The convergence of these factors is in line with evidence linking higher consumption of red and processed meats to an increased risk of type 2 diabetes and other cardiometabolic outcomes, as well as with studies that highlight the benefits of dietary patterns rich in whole grains, legumes, nuts, and vegetables—core components of international guidelines—for improving diet quality and cardiometabolic profiles [36,38,42,43]. In this context, our findings suggest that risk assessment in young adults should consider both anthropometric indicators and dietary quality, since a pattern characterized by a high proportion of meats and processed foods and a low density of protective foods may be associated with less favorable cardiometabolic trajectories even in the absence of excess body weight. However, these interpretations are associative rather than causal and should be viewed as hypothesis-generating given the observational and cross-sectional design.

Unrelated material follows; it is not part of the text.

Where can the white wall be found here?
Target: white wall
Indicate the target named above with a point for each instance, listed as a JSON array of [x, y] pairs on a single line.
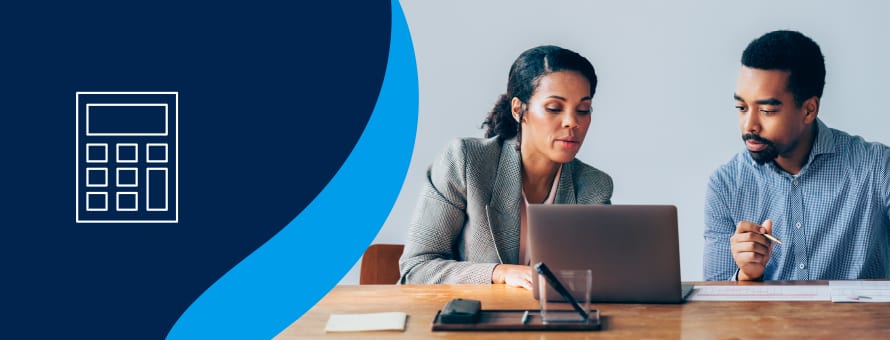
[[663, 114]]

In higher education students, the positive association between legume consumption and obesity, as well as the greater risk observed with a diet richer in vitamin B12–containing foods, suggests that the effect of these groups depends less on the “healthy label” of the food itself and more on the dietary pattern in which they are contextualized—particularly the energy density of the meal, cooking techniques, and accompanying foods. In this framework, legumes may be functioning as markers of energy-dense preparations or as substitutes for other protective groups, while higher intake of animal-source foods, although providing micronutrients such as B12, tends to converge with patterns high in fats and calories, which are compatible with greater adiposity [44,45,46].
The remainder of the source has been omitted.